Lágrimas, baba e ranho – Laura Paiva

Não sou criatura de lágrima fácil. Digamos que carpir não poderia ser a minha actividade profissional. Contam-se, pelos dedos de uma mão, as situações de descontrolo total com ida às lágrimas. Com baba e ranho, serão ainda menos. Seria de pensar que sou insensível, com um coração de pedra ou que talvez tenha o saco lacrimal furado.

Mas não, não é nenhuma dessas hipóteses. O que acontece é que me comovem mais facilmente as histórias dos outros – reais ou mesmo fictícias – principalmente se envolvem crianças, animais ou lições de vida.

Há uns anos atrás, a leitura de um livro provocou em mim um dilúvio de proporções bíblicas – O diário da nossa paixão de Nicholas Sparks. Ninguém me avisou que não deveria terminá-lo em véspera de dia de trabalho pois, correria o risco de me apresentar ao serviço com ar de pobre viúva inconsolável. Este tipo de livros deveria ser vendido em conjunto com um  pacote (ou mais) de lenços descartáveis  e aí, já saberíamos com o que contar.

Lembro-me em criança de ter chorado lágrimas gordas e sentidas ao assistir ao filme Bambi. Nessa altura, a minha percepção do que distingue a realidade da ficção era ainda muito ténue – se é que existia. Seria de esperar que com o passar dos anos, deixada para trás a infância e a adolescência, a linha que separa o real do fictício fosse agora bem definida. Qual quê… Venho a descobrir que há situações em que tudo se funde na minha mente e que, com relativa facilidade, me desligo da realidade como que encarnado um personagem invisível nessa ficção.

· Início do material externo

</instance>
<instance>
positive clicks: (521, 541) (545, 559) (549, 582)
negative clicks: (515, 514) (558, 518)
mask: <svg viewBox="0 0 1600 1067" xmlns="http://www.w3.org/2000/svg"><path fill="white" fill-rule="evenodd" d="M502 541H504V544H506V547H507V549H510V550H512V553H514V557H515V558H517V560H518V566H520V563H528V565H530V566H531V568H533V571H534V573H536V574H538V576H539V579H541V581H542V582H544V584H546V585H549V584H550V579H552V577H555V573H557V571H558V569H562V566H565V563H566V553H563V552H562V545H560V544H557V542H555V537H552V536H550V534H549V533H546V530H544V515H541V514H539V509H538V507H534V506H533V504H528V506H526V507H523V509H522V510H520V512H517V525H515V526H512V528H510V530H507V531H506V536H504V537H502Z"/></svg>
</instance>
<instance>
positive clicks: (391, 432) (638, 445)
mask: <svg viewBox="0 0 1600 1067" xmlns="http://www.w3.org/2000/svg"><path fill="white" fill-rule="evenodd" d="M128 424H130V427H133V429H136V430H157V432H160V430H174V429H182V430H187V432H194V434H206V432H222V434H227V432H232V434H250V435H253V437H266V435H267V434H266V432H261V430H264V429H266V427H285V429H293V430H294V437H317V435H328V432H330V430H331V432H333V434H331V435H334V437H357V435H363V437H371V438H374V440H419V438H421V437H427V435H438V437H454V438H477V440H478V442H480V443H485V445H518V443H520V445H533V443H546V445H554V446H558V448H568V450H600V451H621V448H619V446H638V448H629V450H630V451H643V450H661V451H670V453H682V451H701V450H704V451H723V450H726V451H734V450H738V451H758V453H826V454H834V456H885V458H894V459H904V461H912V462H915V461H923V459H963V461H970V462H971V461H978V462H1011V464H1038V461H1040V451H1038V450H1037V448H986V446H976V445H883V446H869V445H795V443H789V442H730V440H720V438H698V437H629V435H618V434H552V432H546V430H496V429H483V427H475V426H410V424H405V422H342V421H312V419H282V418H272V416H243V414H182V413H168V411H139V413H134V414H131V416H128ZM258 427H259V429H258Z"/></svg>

Pay it forward – para ver este filme, além de muitos pacotes de lenços, é necessário providenciar vestimentas impermeáveis, não só para nós como também para quem nos rodeia… Vi-o uma vez, vi-o duas vezes pois, achava eu já estar imune. Mas eis que começo a sentir aquele nó, aquele aperto na garganta, uma tristeza que só Deus sabe… Não havia volta possível, ia tudo acontecer de novo… e aconteceu! Não vai haver terceira vez – promessa de mim para mim.

É este o filme que aconselho para aqueles dias cinzentos em que uma boa choradeira faz falta e saberia tão bem mas para a qual não temos, na realidade, motivos suficientes. Sim, regradamente, uma boa dose de lágrimas, baba e ranho só pode é fazer-nos bem.